Two Major Reports Target Debt Reduction

In the past two days, at least two new voices have joined a growing chorus of organizations warning that our federal debt is growing at an unsustainable rate -- and calling for a plan to put it on a sustainable path.

Today, a committee established by the National Research Council and the National Academy of Public Administration released Choosing the Nation’s Fiscal Future, which delves into the ramifications of the federal budget where the gap between spending and revenues is growing increasingly wider, causing debt to explode to untenable levels. This comes on the heels of a Center on Budget and Policy Priorities report, The Right Target: Stabilize the Federal Debt, which has more of a focus on federal deficits.

The Peterson-Pew Commission on Budget Reform voiced similar warnings and recommendations a month ago in its latest report, Red Ink Rising.

As with the Peterson-Pew Commission, Choosing the Nation’s Fiscal Future recommends that federal debt be stabilized at around 60 percent of GDP -- although its budget horizon for doing so is slightly longer. CBPP recommends a path which would stabilize the debt at a little above 70 percent of GDP -- suggesting the goal should be to bring deficits down to below 3% of GDP (the levels associated with stabilizing the debt as a proportion of the economy) by 2019.

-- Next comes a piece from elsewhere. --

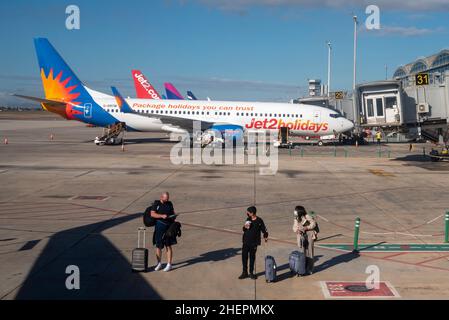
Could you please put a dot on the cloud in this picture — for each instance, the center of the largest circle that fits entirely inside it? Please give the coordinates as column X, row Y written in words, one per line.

In general everyone seems to agree on a few principles:

  • The debt-to-GDP ratio must ultimately be stabilized to prevent an economic and fiscal crisis.
  • We shouldn't start too quickly or else we might undermine the economy's recovery -- but we should begin to put a plan in place now that can begin in the next couple of years.
  • The short and medium term problems need to be addressed now, but the longer-term problem must also be part of the follow-on steps.
  • Health care cost growth and population aging are forcing up the costs of the big three -- Social Security, Medicare and Medicaid -- and those costs must be contained.
  • It will be impossible to close the fiscal gap without addressing the entire budget, and difficult, to say the least, to close the gap without revenue increases (although the Fiscal Future report does include four scenarios, one which includes very little revenue growth).
  • Tough tax and spending choices are unavoidable, and are absolutely necessary.

We may not agree on all the specifics, but our message is the same. Our nation is in serious trouble, and we are running out of time to get our fiscal house in order.